Face to face, he said: “Listen, you motherfucker. I’m gonna kick your f**king ass right after I finish this job. You have no idea who the hell you’re dealing with.”
Meanwhile, the guy with GPS headed to stairway, followed by the other two.
That was when I decided not to hold back anymore.
“Well…okay, okay…I…I change my mind…you know previously when you asked me who I am, I lied…I’m not a liquor retailer, actually…”
By seeing through the dark shade on his sunglasses, I found his eyes getting wide open as my eyes turned scarlet, like a blood-moon reflected on the dark shade.
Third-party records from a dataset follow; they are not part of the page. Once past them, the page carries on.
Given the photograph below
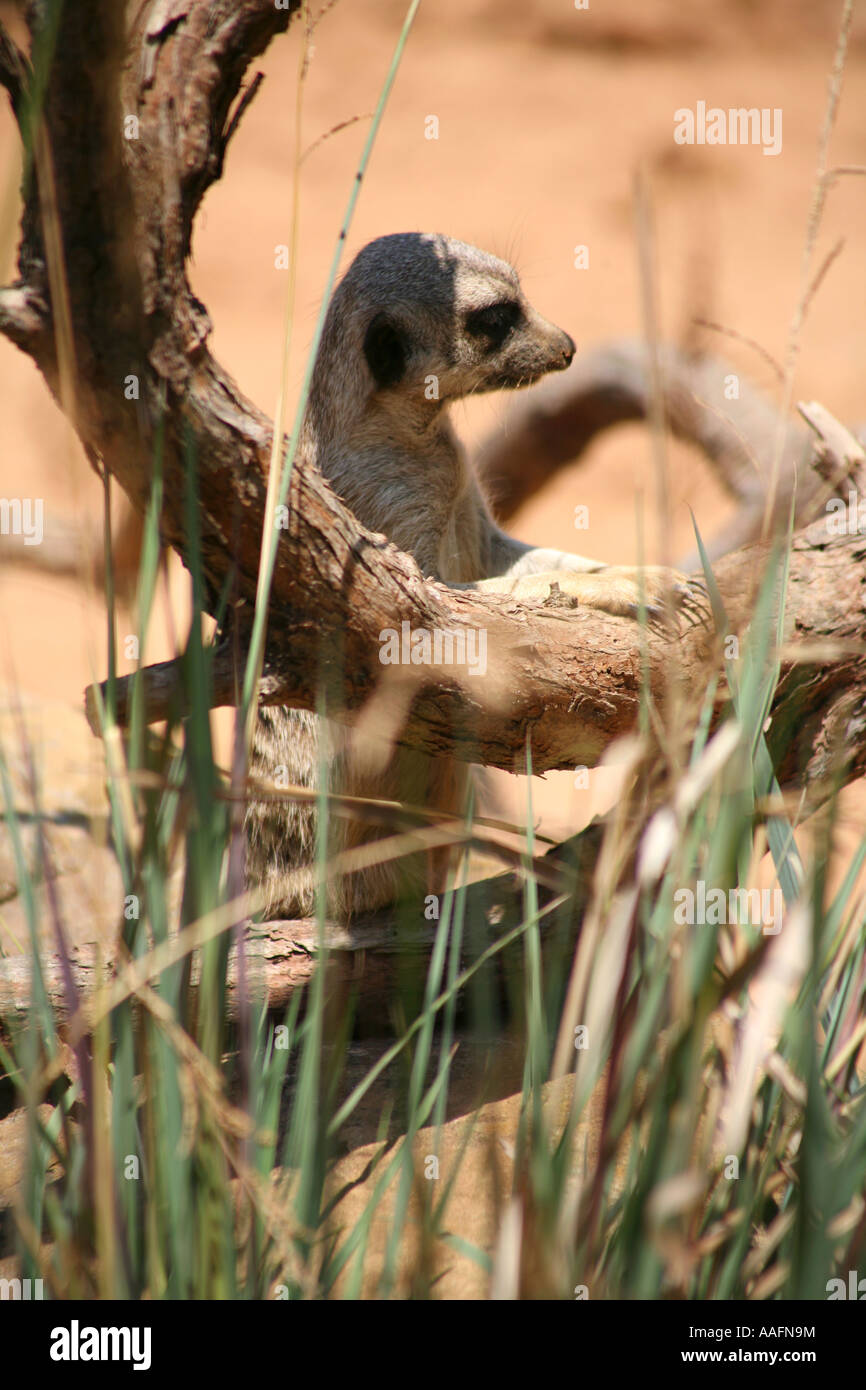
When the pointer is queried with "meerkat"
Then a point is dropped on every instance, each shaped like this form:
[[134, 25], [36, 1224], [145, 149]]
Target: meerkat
[[416, 323]]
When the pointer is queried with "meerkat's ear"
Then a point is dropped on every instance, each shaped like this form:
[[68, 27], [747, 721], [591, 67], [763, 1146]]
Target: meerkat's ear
[[385, 349]]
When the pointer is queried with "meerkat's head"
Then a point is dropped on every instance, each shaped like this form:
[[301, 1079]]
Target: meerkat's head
[[431, 319]]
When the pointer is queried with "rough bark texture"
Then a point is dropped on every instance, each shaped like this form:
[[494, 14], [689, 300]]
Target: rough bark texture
[[118, 214], [103, 296]]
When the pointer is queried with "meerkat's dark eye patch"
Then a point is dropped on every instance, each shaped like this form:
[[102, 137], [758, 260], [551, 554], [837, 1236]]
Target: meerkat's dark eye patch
[[385, 349], [494, 323]]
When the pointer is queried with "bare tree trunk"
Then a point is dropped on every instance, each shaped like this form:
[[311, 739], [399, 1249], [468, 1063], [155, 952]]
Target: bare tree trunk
[[104, 309]]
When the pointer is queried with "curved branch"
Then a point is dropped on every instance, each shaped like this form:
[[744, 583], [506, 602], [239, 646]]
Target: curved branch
[[565, 681]]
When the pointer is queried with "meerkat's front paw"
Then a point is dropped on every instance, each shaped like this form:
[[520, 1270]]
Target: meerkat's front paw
[[617, 590]]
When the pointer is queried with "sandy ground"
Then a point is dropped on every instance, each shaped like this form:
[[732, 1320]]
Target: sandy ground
[[544, 120], [542, 123]]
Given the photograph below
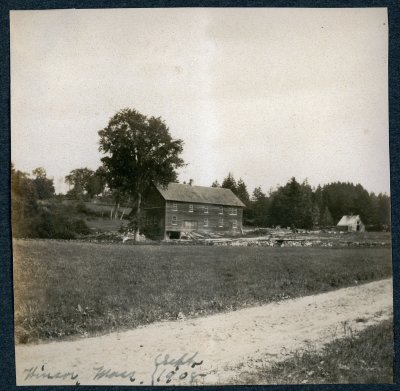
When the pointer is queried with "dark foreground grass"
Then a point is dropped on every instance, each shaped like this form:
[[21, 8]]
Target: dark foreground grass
[[68, 288], [364, 358]]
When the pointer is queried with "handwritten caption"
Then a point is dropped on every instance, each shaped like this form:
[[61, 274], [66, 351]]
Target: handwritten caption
[[167, 369]]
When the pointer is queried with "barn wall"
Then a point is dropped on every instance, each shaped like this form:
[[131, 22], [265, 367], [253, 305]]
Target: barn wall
[[153, 216], [198, 215]]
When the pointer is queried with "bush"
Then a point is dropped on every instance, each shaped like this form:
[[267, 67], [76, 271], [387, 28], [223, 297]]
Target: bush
[[47, 225]]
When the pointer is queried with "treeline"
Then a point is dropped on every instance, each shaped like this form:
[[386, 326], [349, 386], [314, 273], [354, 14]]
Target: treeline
[[298, 205], [32, 216], [295, 205]]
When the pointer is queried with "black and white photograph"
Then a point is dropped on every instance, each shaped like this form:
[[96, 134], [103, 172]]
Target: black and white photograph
[[201, 196]]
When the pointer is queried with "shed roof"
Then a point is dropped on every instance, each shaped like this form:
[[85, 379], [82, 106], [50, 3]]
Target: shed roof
[[199, 194], [349, 220]]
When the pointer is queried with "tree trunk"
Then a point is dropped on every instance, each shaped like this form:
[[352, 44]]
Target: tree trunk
[[138, 206]]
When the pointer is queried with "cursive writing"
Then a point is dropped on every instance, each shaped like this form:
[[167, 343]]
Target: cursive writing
[[167, 368], [35, 373]]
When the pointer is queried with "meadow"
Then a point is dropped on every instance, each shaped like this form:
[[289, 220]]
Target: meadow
[[64, 289]]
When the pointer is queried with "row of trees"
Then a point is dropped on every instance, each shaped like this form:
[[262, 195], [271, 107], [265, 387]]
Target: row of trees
[[299, 205], [140, 150]]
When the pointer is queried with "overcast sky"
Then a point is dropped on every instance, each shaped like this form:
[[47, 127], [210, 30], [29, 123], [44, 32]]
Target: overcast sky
[[266, 94]]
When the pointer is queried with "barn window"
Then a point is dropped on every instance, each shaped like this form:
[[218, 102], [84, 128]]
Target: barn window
[[233, 211]]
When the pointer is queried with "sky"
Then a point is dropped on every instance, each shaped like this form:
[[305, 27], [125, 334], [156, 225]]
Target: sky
[[266, 93]]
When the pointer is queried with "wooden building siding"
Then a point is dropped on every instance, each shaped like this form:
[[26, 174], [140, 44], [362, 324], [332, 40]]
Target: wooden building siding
[[161, 216], [153, 216], [211, 212]]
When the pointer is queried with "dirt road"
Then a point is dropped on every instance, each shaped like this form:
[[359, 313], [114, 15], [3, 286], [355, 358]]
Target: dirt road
[[205, 350]]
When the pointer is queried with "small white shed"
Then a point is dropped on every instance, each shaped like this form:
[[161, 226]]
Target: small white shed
[[351, 223]]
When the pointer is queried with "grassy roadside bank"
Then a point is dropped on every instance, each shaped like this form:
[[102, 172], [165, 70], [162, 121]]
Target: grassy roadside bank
[[356, 359], [69, 289]]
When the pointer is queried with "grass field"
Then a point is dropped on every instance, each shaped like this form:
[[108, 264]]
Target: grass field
[[356, 359], [70, 288]]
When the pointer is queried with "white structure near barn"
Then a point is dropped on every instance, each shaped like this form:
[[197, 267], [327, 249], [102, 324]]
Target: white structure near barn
[[350, 223]]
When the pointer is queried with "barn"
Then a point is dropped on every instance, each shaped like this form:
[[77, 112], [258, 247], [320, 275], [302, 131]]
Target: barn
[[351, 223], [178, 208]]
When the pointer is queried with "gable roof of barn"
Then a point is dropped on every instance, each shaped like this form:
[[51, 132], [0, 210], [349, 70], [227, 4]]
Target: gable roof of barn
[[349, 220], [199, 194]]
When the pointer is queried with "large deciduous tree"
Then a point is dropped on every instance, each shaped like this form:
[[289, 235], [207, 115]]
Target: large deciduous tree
[[139, 151]]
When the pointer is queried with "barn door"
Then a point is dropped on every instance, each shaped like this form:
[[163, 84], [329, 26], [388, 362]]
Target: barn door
[[190, 224]]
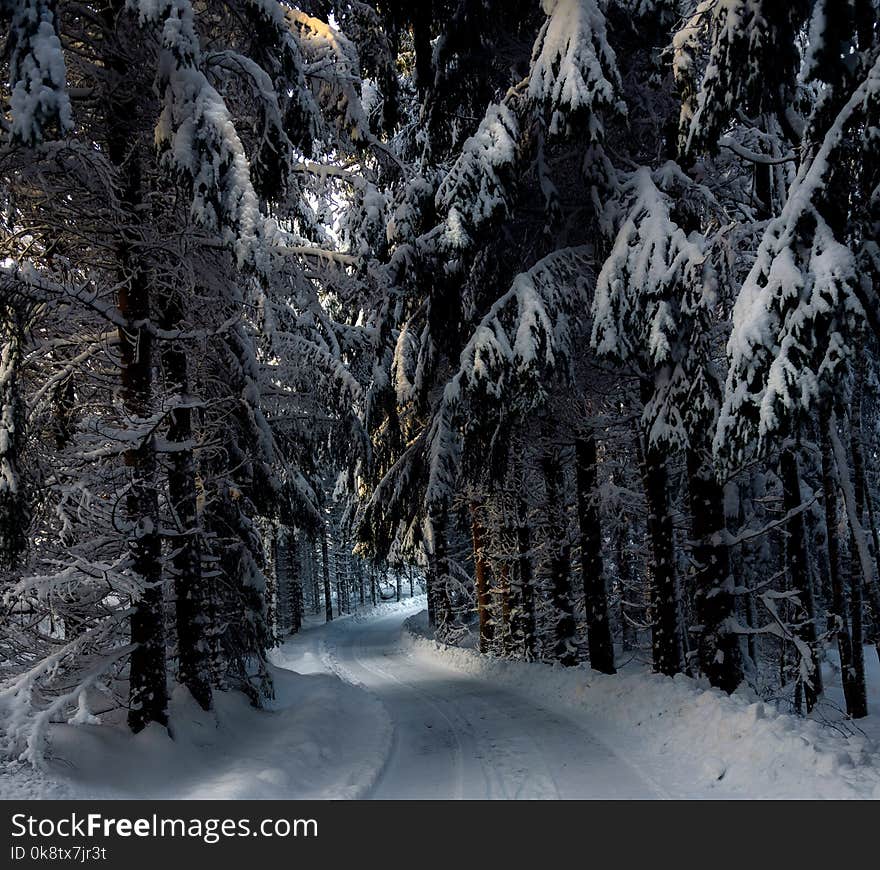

“I’m a Doctor, you son of a bitch.”
Scene 2:
Finally I was pissed off. My anger growing fast as my eyes turned scarlet. That happened every time when I was gonna use my power. So before this bastard could even figure out what he was facing, I suddenly struck him with a punch right on the stomach. By unleashing the power of thunder, my fist was sparkling while I hit him with a pulse like lightning bolt. Only the bolt was in red.
Then he was totally f**ked up, high jump in the air by force, and bounced to the ceiling with a sound of crash. I wondered whether it was his back or head hitting the ceiling first that made such a noise. But who cared? So much worse for him was even better for me.
The other three were just about to reach the stairs when the crash to be heard.
They stopped, all in a shock when they turned around, only to find their fellow being dropped on ground, passed out.
“Now you guys look so much better than Agent Smith. So tell me who wanna go first?” I joked, for being funny.